When the British government began its rearmament process in 1937, the Mk VI was the only tank with which the War Office was ready to proceed with manufacturing; the development of a medium tank for the Army had hit severe problems after the cancellation of the proposed “Sixteen Tonner” medium tank in 1932 due to the costs involved, and cheaper models only existed as prototypes with a number of mechanical problems.

As a result of this, when the Second World War began in September 1939, the vast majority of the tanks available to the British Army were Mk VIs; there were 1,002 Mk VI Light Tanks, 79 Mk I and Mk II Cruiser Tanks and 67 Mk I Infantry Tanks. Of these tanks, only 196 light tanks and 50 Infantry Tanks were in use by operational units of the army.

The 3rd, 4th 7th and 8th Hussars would all operate the MK VI during the early stages of the war.

When the Battle of France began in May 1940, the majority of the tanks possessed by the British Expeditionary Force (of which the 4th Hussars were part) were Mark VI variants; the seven Royal Armoured Corps divisional cavalry regiments, the principal armoured formations of the BEF, were each equipped with 28 Mk VIs.

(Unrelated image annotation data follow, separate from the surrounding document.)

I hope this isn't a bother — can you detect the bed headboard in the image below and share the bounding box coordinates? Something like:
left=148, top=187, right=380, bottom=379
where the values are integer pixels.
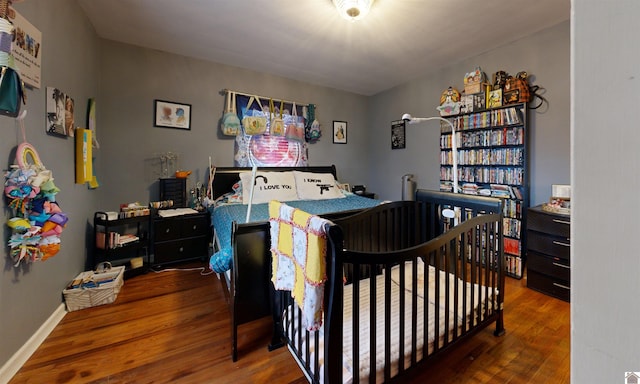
left=212, top=165, right=338, bottom=199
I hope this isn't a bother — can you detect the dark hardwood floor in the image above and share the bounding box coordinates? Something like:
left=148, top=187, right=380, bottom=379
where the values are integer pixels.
left=10, top=263, right=570, bottom=384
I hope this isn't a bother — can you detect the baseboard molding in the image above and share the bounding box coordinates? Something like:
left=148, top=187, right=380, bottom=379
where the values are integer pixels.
left=0, top=303, right=67, bottom=383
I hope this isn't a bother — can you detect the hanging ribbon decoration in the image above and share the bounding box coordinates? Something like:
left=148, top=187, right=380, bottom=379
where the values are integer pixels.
left=4, top=110, right=68, bottom=267
left=304, top=104, right=322, bottom=144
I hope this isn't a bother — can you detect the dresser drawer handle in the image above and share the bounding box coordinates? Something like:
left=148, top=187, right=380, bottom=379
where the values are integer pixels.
left=553, top=263, right=571, bottom=269
left=553, top=283, right=571, bottom=291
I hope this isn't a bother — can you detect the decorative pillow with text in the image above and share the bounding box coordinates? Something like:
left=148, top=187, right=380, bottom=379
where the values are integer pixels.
left=240, top=171, right=298, bottom=204
left=293, top=171, right=345, bottom=200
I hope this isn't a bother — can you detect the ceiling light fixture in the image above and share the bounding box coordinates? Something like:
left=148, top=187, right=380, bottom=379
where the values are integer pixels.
left=333, top=0, right=373, bottom=21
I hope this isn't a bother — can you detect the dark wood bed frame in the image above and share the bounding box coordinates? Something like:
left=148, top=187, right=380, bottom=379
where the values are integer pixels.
left=276, top=190, right=505, bottom=383
left=212, top=165, right=370, bottom=361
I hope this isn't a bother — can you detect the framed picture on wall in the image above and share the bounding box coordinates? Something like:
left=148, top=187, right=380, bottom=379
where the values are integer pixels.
left=391, top=120, right=405, bottom=149
left=153, top=100, right=191, bottom=129
left=333, top=120, right=347, bottom=144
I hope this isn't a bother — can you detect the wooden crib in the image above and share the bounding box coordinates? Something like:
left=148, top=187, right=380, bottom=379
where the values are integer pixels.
left=276, top=190, right=504, bottom=383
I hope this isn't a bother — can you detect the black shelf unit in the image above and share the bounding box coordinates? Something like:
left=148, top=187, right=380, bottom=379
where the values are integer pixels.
left=152, top=212, right=211, bottom=268
left=91, top=211, right=151, bottom=278
left=440, top=103, right=529, bottom=279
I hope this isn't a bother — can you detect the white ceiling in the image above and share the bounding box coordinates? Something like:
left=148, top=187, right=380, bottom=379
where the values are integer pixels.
left=78, top=0, right=570, bottom=95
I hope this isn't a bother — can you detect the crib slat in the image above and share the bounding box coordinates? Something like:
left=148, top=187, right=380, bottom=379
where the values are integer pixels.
left=384, top=264, right=391, bottom=381
left=351, top=268, right=358, bottom=378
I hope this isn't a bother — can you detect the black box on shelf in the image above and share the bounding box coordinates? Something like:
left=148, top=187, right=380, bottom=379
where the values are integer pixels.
left=160, top=177, right=187, bottom=208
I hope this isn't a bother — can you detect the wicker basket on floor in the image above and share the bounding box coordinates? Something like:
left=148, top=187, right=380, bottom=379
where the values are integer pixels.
left=62, top=266, right=125, bottom=312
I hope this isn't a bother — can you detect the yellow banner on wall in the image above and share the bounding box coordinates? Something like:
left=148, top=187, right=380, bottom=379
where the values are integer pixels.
left=75, top=128, right=93, bottom=184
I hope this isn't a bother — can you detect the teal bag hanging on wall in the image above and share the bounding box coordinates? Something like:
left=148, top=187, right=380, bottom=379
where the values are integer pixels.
left=0, top=66, right=25, bottom=117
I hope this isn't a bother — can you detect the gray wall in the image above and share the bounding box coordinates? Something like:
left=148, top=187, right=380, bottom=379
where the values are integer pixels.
left=98, top=41, right=369, bottom=210
left=571, top=0, right=640, bottom=383
left=0, top=0, right=98, bottom=366
left=368, top=21, right=570, bottom=205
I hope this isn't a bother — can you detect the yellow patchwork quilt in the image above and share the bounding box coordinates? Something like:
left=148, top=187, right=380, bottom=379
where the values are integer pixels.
left=269, top=200, right=331, bottom=331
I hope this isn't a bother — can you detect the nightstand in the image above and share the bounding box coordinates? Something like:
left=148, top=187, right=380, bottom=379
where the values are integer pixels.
left=153, top=212, right=211, bottom=265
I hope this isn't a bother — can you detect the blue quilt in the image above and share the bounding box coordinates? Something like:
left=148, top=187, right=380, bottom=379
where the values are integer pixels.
left=209, top=194, right=382, bottom=273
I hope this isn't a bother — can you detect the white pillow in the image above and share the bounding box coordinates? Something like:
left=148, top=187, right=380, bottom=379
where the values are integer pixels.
left=293, top=171, right=345, bottom=200
left=240, top=171, right=298, bottom=204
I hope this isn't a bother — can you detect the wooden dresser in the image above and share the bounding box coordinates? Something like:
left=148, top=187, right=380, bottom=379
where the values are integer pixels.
left=527, top=206, right=571, bottom=301
left=153, top=212, right=211, bottom=265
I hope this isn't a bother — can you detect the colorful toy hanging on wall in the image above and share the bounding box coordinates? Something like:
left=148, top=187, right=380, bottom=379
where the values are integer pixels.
left=4, top=110, right=68, bottom=267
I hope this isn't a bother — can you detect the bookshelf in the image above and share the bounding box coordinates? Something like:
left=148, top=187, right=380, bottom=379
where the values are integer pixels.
left=440, top=103, right=529, bottom=279
left=92, top=212, right=151, bottom=278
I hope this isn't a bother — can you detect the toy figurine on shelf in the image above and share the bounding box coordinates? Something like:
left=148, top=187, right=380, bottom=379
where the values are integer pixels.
left=437, top=87, right=460, bottom=116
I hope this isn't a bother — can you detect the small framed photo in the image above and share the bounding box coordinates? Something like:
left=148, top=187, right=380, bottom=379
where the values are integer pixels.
left=391, top=120, right=405, bottom=149
left=333, top=120, right=347, bottom=144
left=153, top=100, right=191, bottom=129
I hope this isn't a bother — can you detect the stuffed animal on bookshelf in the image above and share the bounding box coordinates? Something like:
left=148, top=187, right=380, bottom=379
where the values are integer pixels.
left=437, top=87, right=460, bottom=116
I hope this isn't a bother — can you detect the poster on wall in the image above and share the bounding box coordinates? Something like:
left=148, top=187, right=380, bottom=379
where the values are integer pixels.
left=7, top=7, right=42, bottom=89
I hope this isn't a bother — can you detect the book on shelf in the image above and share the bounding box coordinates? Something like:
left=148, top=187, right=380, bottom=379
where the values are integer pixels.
left=504, top=237, right=520, bottom=256
left=96, top=232, right=140, bottom=249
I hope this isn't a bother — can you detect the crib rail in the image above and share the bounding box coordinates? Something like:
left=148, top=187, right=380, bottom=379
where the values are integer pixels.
left=283, top=191, right=504, bottom=383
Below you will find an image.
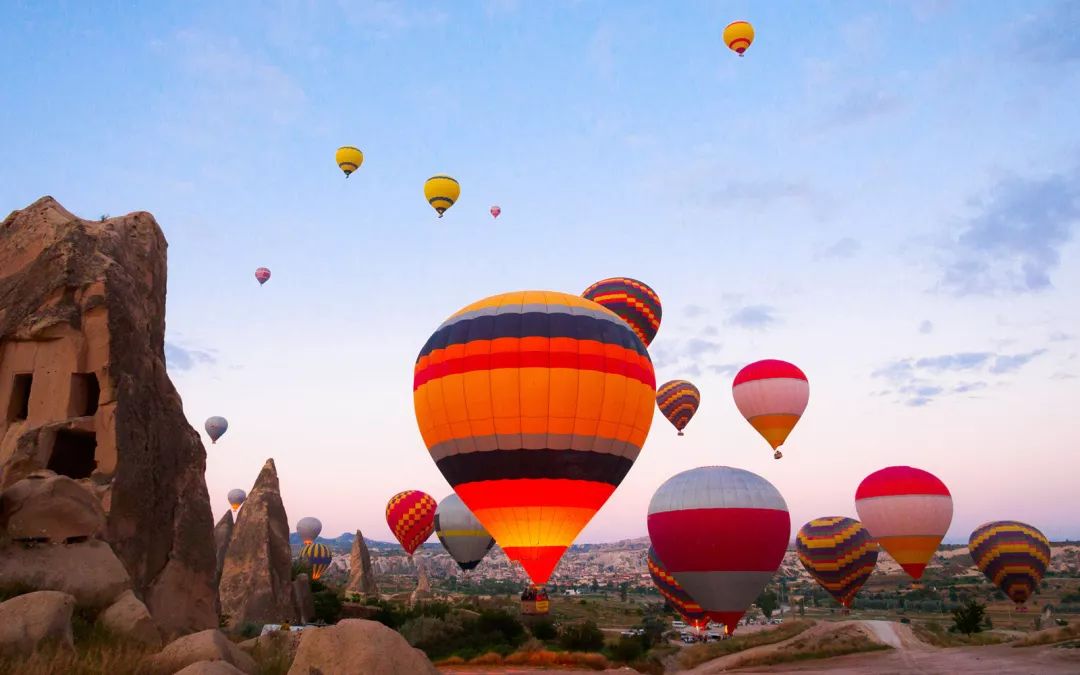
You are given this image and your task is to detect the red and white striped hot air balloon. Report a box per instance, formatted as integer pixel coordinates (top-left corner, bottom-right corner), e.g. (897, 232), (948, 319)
(648, 467), (792, 635)
(855, 467), (953, 581)
(731, 359), (810, 459)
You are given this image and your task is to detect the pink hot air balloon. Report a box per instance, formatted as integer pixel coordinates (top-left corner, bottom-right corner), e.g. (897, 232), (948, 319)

The 1st Armoured Division, elements of which landed in France in April, was equipped with 257 tanks, of which a large number were Mk VIB and Mk VICs. The British Army lost 331 Mark VI light tanks in the Battle of France in 1940.

The Mk VIB was also used in the North African campaign against the Italians late in 1940 with the 7th Armoured Division. At this time, the British had 200 light tanks (presumably the Mk VIB) along with 75 cruiser tanks (A9, A10, A13) and 45 Matilda IIs.

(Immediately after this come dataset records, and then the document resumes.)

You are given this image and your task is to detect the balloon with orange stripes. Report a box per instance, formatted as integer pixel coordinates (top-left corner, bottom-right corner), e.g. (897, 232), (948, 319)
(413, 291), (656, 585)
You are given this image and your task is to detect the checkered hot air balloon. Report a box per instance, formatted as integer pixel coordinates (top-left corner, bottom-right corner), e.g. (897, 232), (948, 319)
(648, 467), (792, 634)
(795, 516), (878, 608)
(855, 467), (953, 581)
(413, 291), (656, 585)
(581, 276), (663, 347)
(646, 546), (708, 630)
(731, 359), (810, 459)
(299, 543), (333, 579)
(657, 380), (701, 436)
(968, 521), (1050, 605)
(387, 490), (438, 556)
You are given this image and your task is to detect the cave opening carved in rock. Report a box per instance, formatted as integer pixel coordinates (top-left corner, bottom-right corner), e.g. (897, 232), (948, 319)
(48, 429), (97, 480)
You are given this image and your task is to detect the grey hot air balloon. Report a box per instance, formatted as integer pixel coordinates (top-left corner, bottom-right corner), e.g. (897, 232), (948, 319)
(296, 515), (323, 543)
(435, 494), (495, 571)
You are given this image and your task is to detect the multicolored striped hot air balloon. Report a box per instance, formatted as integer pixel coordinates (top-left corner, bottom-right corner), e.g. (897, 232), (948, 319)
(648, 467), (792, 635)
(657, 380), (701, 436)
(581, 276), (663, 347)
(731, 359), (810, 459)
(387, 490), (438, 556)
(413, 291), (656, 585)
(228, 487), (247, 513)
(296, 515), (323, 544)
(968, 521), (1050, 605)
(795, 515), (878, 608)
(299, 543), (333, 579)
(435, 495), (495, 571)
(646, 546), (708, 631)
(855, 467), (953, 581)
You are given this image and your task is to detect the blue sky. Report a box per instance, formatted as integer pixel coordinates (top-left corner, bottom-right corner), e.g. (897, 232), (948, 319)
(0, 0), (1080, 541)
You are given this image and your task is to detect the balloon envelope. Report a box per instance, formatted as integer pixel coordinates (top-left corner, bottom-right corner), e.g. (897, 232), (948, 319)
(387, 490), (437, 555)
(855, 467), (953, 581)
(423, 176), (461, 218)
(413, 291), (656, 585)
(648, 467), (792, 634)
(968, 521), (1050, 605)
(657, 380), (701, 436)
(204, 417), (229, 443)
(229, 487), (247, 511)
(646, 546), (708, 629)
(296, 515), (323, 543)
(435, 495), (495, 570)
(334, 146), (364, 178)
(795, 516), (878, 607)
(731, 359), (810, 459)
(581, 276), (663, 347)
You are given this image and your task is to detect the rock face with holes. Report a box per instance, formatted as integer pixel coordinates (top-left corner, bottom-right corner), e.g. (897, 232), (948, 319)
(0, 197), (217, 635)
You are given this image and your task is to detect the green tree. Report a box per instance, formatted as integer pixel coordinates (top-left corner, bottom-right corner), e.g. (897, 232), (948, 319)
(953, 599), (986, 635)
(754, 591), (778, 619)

An attack by the 3rd Hussars at Buq Buq on 12 December 1940 resulted in its tanks getting bogged down in salt pans and severely mauled. In ten minutes, 13 tanks were destroyed, ten officers and men killed – including the CO – and 13 wounded.

The 7th Armoured Division had 100 tanks left on 3 January 1941; this increased to 120 tanks on 21 January, at which time they were used in flanking far into the rear and gathering up scattered Italian troops, sometimes joining or leaving the main attacks to the Cruiser and Matilda II tanks.

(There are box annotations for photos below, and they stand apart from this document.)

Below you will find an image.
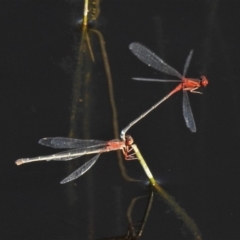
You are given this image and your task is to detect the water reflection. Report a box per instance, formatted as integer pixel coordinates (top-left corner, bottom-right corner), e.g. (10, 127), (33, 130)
(96, 188), (154, 240)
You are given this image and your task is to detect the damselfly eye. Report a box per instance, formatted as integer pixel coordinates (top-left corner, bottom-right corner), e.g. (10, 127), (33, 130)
(126, 135), (133, 145)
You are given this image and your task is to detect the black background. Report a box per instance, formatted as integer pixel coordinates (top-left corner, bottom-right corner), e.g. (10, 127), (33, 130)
(0, 0), (240, 240)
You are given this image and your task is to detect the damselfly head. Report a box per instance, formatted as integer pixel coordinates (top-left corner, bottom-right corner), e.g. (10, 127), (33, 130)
(125, 135), (133, 146)
(200, 76), (208, 87)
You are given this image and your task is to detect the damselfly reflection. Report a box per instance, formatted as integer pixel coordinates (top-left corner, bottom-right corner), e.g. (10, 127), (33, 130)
(96, 188), (154, 240)
(15, 136), (136, 184)
(121, 43), (208, 138)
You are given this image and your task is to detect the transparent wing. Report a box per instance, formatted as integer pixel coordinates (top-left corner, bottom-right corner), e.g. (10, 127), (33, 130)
(129, 43), (182, 79)
(183, 90), (197, 132)
(15, 146), (104, 165)
(60, 154), (100, 184)
(183, 49), (193, 77)
(38, 137), (107, 149)
(132, 78), (181, 82)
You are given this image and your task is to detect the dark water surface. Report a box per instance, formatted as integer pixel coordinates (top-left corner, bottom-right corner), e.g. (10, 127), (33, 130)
(0, 0), (240, 240)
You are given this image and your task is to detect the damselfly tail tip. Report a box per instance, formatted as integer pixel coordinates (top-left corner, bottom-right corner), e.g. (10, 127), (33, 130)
(60, 179), (71, 184)
(15, 158), (23, 166)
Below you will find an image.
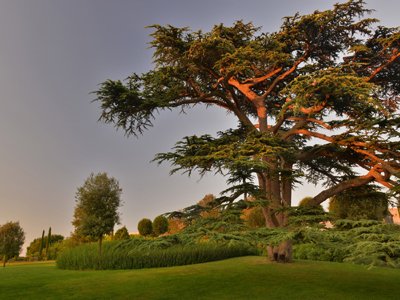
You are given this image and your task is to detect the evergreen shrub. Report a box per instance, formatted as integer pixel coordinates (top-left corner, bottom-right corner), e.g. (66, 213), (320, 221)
(56, 241), (260, 270)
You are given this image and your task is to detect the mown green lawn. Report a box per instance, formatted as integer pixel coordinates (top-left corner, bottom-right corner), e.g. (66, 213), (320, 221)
(0, 256), (400, 300)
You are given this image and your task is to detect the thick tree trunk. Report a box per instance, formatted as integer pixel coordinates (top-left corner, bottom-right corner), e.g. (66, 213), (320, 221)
(258, 164), (293, 263)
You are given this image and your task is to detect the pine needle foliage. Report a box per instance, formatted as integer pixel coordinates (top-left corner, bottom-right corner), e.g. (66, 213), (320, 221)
(93, 0), (400, 261)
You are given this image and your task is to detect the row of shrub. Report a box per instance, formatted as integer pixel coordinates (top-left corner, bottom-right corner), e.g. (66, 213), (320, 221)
(293, 220), (400, 268)
(57, 241), (260, 270)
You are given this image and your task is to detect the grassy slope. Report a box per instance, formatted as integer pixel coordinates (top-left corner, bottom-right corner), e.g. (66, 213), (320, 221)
(0, 256), (400, 300)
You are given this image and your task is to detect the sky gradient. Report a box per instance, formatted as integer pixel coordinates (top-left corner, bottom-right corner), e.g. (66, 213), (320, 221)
(0, 0), (400, 254)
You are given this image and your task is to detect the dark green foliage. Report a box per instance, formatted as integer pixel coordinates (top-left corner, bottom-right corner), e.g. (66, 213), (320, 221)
(293, 243), (349, 262)
(0, 221), (25, 267)
(94, 0), (400, 261)
(46, 227), (51, 260)
(74, 173), (122, 259)
(112, 226), (130, 241)
(76, 173), (122, 238)
(293, 220), (400, 268)
(26, 234), (64, 257)
(39, 230), (44, 260)
(138, 218), (153, 237)
(93, 0), (400, 218)
(299, 197), (324, 211)
(329, 185), (389, 221)
(57, 239), (260, 270)
(153, 216), (168, 236)
(244, 206), (265, 228)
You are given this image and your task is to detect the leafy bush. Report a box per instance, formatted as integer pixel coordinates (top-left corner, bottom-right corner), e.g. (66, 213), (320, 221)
(153, 216), (168, 236)
(138, 219), (153, 237)
(114, 226), (130, 241)
(57, 239), (260, 270)
(293, 243), (349, 262)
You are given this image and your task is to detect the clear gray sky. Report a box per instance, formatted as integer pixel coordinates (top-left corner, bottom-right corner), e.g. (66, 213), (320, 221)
(0, 0), (400, 254)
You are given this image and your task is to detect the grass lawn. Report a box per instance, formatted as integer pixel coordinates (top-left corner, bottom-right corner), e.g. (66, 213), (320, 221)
(0, 256), (400, 300)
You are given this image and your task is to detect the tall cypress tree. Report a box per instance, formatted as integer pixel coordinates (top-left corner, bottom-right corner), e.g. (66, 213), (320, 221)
(38, 230), (44, 260)
(46, 227), (51, 260)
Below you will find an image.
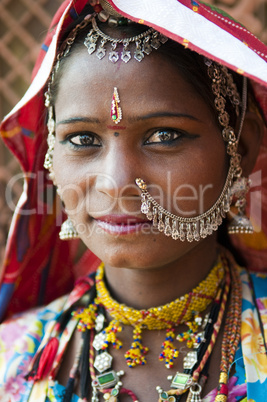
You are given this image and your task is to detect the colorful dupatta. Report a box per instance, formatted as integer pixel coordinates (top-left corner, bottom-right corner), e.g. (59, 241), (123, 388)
(0, 0), (267, 317)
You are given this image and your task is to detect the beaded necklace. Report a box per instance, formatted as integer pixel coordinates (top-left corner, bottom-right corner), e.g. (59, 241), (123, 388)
(70, 256), (241, 402)
(75, 257), (225, 368)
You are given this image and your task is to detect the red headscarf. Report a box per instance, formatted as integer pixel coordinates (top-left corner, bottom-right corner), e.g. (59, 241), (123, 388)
(0, 0), (267, 316)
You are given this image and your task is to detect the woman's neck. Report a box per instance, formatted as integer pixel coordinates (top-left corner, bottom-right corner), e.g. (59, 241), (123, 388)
(105, 236), (218, 309)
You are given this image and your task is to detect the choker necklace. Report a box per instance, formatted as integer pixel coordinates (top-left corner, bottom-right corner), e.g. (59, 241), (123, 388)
(75, 257), (225, 371)
(26, 251), (242, 402)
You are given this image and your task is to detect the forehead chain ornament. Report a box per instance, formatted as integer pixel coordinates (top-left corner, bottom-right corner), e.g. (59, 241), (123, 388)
(110, 87), (122, 124)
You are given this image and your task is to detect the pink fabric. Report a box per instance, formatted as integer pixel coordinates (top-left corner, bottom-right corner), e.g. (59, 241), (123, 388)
(0, 0), (267, 315)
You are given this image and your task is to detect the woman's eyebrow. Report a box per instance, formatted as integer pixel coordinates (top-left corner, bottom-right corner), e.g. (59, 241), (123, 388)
(129, 111), (200, 121)
(56, 117), (100, 126)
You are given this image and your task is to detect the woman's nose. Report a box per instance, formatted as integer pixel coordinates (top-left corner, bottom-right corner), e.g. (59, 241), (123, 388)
(95, 147), (140, 199)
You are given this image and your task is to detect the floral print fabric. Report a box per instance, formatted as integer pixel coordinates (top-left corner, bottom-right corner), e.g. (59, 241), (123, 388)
(0, 270), (267, 402)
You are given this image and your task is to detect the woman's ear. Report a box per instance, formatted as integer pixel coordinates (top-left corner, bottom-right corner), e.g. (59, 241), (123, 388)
(238, 111), (264, 177)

During an engagement at Mechili on 24 January, six Mk VIs were destroyed by newly arrived superior Italian Fiat M13/40s for no loss, forcing a retreat until Cruiser tanks arrived.

Being widely used by the British Army, the tank participated in several other important battles.

The Mk VIB made up a significant amount of the tanks sent over to the Battle of Greece in 1941, mostly with the 4th Hussars.

Ten Mk VIB tanks fought with the 3rd The King’s Own Hussars during the Battle of Crete. The 3rd Hussars had previously embarked a Troop of three MK VIB tanks for the Norwegian Campaign under command of the Irish Guards, but they were lost in transit to a German aircraft attack.

The tanks also saw limited service against the Japanese in Java with ‘B’ Squadron of the 3rd Hussars in 1942 of which all were lost or captured.

The 3rd Hussars was the only Regiment to operate the MK VI in 4 operational theatres and 3 continents.